[Corpora-List] American and British English spelling converter

Karin Axelsson karin.axelsson at eng.gu.se
Thu Nov 9 10:22:34 UTC 2006


9 nov 2006 kl. 10.56 skrev Martin Wynne:

> I find it fascinating that as soon as we find a linguistic topic  
> which sparks the interest of everyone here, the discussion suddenly  
> makes hardly any reference to corpora. Why are suddenly anecdotes,  
> intuitions, folk theories and made-up examples preferable to  
> consulting corpora?
>
> It's a serious question.

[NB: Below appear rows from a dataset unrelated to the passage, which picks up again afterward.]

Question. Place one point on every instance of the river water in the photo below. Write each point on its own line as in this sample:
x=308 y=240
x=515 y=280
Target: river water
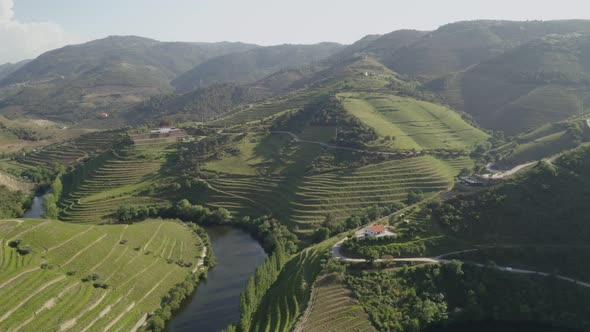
x=36 y=211
x=216 y=303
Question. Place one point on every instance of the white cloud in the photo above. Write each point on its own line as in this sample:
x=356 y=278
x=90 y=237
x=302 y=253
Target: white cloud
x=20 y=40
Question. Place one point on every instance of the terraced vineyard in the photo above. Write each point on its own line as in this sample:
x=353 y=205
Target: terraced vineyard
x=332 y=308
x=133 y=267
x=306 y=202
x=72 y=152
x=412 y=124
x=98 y=190
x=284 y=302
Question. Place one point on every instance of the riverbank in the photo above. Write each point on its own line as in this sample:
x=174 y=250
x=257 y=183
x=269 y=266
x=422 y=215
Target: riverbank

It seems to me reasonable to bring in  
> these other factors and pieces of evidence to inform a discussion  
> about corpus linguistics, but why is almost no-one consulting a  
> corpus, or consulting research papers based on corpora? Lack of  
> resources? Lack of tools? Don't think that use of corpora is  
> appropriate for this question?
>
> Martin
>
> -- 
> Martin Wynne
> Head of the Oxford Text Archive and
> AHDS Literature, Languages and Linguistics
>
> Oxford University Computing Services
> 13 Banbury Road
> Oxford
> UK - OX2 6NN
> Tel: +44 1865 283299
> Fax: +44 1865 273275
> martin.wynne at oucs.ox.ac.uk

There's a new book by John Algeo, "British or American English? A  
handbook of word and grammar patterns" (Cambridge University Press),  
which is based on corpus data. There are sections for all parts of  
speech and a selection of syntactic constructions.